Judge tosses out bicyclists' lawsuit over SLU streetcar tracks
A King County judge has dismissed a suit filed by six bicyclists who said the city of Seattle was negligent in the way it built the South Lake Union streetcar tracks.
Seattle Times staff reporter
A King County Superior Court judge has dismissed a lawsuit brought by six bicyclists who claimed the South Lake Union streetcar tracks caused them to crash and that the city of Seattle knowingly allowed unsafe conditions.
Judge Harry McCarthy last week agreed with the city that the cyclists hadn't proved the city fell short of any design or engineering standards when it placed the streetcar tracks on the right side of the roadway, where bikes were likely to travel, rather than in the center.

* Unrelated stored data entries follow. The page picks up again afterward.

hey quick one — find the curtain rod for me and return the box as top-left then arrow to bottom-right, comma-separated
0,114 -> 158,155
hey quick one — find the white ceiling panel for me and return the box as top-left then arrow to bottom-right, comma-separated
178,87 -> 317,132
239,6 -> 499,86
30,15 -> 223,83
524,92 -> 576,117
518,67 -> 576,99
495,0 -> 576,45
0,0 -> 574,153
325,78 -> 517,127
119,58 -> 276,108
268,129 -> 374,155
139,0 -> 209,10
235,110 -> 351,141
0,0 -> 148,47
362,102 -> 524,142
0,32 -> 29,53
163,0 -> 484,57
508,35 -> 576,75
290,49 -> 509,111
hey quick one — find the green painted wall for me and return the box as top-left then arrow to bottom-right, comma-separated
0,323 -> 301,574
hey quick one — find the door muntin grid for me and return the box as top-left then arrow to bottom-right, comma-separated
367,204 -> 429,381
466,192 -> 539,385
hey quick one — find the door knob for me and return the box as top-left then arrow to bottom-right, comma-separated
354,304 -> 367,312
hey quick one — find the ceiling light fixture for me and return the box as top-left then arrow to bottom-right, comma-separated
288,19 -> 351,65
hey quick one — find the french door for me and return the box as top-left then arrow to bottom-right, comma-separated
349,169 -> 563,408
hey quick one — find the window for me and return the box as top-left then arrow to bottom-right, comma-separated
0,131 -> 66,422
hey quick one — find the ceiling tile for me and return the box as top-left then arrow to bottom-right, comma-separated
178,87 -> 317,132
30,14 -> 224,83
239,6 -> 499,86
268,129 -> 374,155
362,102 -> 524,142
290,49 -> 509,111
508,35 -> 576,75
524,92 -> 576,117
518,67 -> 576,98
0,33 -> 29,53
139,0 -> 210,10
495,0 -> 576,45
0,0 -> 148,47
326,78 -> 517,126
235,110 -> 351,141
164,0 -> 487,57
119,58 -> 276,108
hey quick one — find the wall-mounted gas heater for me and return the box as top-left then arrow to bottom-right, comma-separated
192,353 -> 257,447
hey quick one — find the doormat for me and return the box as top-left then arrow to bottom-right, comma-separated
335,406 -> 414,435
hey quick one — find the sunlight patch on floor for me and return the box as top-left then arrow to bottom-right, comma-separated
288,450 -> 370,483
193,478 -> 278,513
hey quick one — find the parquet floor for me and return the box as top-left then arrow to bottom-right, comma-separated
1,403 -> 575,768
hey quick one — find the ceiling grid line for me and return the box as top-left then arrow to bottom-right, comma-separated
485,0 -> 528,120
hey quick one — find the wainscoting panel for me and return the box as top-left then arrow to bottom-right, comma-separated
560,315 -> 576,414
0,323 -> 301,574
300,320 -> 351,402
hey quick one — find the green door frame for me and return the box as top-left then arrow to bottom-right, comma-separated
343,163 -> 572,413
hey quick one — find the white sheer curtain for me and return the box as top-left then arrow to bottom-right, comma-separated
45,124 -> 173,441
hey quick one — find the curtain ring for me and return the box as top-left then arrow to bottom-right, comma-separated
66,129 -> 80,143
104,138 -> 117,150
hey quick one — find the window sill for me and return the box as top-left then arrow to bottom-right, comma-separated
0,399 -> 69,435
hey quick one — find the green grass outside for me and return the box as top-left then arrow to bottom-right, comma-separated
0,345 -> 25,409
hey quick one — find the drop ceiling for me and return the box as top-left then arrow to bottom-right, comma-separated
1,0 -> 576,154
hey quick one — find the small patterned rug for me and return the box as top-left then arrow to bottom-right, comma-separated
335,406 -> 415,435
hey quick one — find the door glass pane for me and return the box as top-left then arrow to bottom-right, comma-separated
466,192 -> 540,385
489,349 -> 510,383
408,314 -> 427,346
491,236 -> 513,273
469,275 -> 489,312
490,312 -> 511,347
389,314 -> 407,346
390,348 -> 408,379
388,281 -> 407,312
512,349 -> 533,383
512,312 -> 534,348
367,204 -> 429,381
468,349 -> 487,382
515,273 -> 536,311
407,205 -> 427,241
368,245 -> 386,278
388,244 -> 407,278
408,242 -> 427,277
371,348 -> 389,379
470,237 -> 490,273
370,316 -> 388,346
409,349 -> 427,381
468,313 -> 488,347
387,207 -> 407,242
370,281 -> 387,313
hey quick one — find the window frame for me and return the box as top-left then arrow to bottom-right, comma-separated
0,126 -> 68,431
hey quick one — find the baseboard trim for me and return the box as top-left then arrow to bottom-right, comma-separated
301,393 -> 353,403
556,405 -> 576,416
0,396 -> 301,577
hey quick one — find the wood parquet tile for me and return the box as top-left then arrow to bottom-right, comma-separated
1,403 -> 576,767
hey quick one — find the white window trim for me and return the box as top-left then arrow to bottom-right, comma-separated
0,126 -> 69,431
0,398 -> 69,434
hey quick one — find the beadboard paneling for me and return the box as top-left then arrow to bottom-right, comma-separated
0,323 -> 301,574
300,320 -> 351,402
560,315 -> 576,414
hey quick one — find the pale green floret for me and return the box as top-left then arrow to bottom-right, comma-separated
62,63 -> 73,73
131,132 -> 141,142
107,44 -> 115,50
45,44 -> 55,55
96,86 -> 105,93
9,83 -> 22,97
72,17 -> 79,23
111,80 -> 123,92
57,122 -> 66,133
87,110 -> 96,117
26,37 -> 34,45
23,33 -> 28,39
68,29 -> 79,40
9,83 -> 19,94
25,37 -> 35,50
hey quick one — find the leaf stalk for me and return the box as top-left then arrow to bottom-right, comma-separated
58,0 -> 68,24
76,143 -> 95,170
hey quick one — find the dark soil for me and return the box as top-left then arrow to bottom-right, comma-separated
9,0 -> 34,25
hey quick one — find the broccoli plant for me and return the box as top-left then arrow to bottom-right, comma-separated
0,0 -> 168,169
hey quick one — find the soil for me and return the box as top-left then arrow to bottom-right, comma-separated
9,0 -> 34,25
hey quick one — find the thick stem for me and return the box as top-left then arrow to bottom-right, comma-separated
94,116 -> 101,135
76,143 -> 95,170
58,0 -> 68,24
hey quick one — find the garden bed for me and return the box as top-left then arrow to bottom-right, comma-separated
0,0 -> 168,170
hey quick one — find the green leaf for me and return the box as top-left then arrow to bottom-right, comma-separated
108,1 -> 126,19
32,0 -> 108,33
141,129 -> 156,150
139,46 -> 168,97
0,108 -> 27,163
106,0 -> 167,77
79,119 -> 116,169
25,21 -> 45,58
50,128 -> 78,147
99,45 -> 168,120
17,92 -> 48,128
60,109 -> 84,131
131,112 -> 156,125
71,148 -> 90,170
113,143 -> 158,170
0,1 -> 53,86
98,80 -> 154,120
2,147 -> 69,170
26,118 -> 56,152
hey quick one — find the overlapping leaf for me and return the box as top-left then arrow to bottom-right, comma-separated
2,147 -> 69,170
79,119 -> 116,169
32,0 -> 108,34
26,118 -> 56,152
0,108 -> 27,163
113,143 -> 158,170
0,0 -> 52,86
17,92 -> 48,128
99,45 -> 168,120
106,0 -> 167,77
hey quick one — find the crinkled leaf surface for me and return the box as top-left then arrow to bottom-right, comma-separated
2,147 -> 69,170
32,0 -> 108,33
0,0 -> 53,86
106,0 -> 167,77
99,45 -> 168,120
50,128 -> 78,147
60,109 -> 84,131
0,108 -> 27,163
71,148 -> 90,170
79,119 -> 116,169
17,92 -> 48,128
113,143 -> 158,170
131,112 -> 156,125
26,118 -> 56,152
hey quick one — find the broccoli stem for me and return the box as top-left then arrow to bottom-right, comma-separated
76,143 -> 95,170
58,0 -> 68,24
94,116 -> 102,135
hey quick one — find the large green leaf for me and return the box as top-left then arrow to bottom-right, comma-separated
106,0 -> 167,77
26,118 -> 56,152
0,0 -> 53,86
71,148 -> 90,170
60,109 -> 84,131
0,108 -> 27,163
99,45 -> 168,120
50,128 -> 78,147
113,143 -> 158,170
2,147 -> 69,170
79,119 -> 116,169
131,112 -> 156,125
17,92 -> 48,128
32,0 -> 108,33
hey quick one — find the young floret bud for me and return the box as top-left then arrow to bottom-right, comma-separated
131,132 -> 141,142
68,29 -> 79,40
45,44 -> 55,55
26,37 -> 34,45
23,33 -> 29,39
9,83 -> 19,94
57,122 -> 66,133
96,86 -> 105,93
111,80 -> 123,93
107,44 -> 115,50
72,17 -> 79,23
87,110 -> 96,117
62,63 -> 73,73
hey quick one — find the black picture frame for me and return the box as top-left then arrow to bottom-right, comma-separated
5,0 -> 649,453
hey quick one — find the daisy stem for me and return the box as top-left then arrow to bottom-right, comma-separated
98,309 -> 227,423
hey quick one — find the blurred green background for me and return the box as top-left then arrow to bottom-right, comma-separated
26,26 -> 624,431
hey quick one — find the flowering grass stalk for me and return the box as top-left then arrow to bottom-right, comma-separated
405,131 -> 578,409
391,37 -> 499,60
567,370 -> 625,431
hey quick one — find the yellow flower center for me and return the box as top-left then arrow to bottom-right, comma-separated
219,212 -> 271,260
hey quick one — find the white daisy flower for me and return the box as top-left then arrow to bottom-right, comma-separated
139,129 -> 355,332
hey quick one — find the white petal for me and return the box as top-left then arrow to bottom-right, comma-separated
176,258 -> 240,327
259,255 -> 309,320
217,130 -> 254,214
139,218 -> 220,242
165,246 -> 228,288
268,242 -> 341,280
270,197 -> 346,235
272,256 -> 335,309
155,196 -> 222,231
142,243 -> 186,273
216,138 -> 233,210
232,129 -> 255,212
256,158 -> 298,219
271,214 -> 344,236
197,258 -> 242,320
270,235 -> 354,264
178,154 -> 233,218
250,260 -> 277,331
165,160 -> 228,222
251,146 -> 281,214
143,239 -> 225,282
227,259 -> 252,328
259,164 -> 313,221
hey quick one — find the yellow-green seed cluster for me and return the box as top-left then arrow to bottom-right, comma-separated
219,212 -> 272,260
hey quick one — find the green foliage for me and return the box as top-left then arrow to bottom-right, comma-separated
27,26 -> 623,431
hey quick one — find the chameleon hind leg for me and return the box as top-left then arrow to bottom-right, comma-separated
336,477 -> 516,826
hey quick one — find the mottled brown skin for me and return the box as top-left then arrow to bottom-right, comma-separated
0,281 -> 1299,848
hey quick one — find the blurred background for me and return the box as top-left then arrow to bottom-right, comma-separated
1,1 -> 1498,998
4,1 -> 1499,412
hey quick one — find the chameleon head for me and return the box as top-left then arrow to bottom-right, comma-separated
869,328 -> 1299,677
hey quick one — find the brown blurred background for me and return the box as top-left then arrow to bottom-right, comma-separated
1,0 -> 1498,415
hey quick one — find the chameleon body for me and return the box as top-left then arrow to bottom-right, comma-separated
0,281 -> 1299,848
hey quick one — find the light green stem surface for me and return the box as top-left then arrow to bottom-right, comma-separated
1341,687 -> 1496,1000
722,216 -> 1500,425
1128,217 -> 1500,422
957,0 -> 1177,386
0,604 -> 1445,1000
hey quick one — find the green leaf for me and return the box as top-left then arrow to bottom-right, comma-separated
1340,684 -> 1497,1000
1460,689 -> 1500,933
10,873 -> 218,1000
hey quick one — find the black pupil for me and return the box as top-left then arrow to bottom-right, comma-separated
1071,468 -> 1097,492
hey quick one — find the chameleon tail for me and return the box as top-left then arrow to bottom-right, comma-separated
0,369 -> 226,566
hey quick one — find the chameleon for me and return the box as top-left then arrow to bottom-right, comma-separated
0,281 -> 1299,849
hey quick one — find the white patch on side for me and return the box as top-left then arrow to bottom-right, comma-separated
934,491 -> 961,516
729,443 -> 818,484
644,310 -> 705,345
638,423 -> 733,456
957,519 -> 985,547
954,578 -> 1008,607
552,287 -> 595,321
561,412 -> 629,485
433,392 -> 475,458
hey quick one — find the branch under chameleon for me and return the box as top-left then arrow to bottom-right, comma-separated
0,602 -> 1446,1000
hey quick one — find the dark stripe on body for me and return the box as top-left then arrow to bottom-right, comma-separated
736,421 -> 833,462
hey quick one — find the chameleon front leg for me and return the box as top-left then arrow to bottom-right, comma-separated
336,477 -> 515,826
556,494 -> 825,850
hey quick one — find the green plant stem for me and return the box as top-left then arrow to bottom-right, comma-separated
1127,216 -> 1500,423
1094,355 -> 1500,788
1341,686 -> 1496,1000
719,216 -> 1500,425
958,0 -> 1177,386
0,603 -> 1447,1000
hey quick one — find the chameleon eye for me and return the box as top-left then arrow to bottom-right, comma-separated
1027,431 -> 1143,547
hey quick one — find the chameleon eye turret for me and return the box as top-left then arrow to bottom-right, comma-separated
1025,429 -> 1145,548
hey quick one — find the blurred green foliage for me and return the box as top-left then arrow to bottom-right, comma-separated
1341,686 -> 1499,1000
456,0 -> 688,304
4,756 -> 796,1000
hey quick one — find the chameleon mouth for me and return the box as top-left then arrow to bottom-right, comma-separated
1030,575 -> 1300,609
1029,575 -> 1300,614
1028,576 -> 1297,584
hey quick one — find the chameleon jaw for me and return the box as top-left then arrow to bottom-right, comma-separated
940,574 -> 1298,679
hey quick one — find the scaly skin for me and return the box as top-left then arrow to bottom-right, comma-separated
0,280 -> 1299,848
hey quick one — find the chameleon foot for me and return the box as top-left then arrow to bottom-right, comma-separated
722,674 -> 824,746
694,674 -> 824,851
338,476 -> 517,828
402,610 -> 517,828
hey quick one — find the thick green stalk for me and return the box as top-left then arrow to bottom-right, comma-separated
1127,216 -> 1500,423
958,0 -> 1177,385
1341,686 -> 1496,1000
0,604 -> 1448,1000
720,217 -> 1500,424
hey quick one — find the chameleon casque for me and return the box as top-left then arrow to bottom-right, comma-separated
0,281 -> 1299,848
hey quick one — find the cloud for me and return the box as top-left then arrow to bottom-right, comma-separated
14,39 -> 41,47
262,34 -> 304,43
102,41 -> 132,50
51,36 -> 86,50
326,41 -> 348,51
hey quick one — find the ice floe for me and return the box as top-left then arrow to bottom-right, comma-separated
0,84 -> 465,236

Another part of the lawsuit was dismissed last year when a different judge ruled the city was immune from liability in its decision to build a streetcar and align it in the right-hand lane.
"We never disputed the tracks were a hazard," said Rebecca Boatright, assistant city attorney who handled the case. "The legal question was whether we fell short of any engineering standard in designing a road with a streetcar. The judge concluded we did not."
An attorney for the six cyclists said they will file a motion to reconsider the decision.
The bike riders, all of whom were seriously injured along the streetcar line, argued that planning documents alerted the city to the dangers but that possible precautions, such as a bike ban along the route or different track placement, weren't taken.
The cyclists sued when the city refused to compensate them for their injuries.
Bob Anderton, one of the attorneys who represented the cyclists, said that although the plaintiffs won't be compensated for their injuries, the lawsuit did prompt design changes in the planned First Hill Streetcar. That project includes about a mile of bike lanes separated from the roadway. Where there is not a separate bike lane, the streetcar tracks will be toward the center of the lanes.
"We believe that this litigation has resulted in safer streets for bicyclists in Seattle," said Anderton.
The city did add warning signs soon after the streetcar line started operating. It also re-striped Ninth Avenue to add bike lanes.
Accident data since the lawsuit was filed in 2010 indicate that there have been no new bike-only accidents along the streetcar route, said Rick Sheridan, spokesman for the Seattle Department of Transportation.
But Anderton said the police do not always file accident reports or even respond to bike-only accidents. He said bike riders continue to be injured along the streetcar route.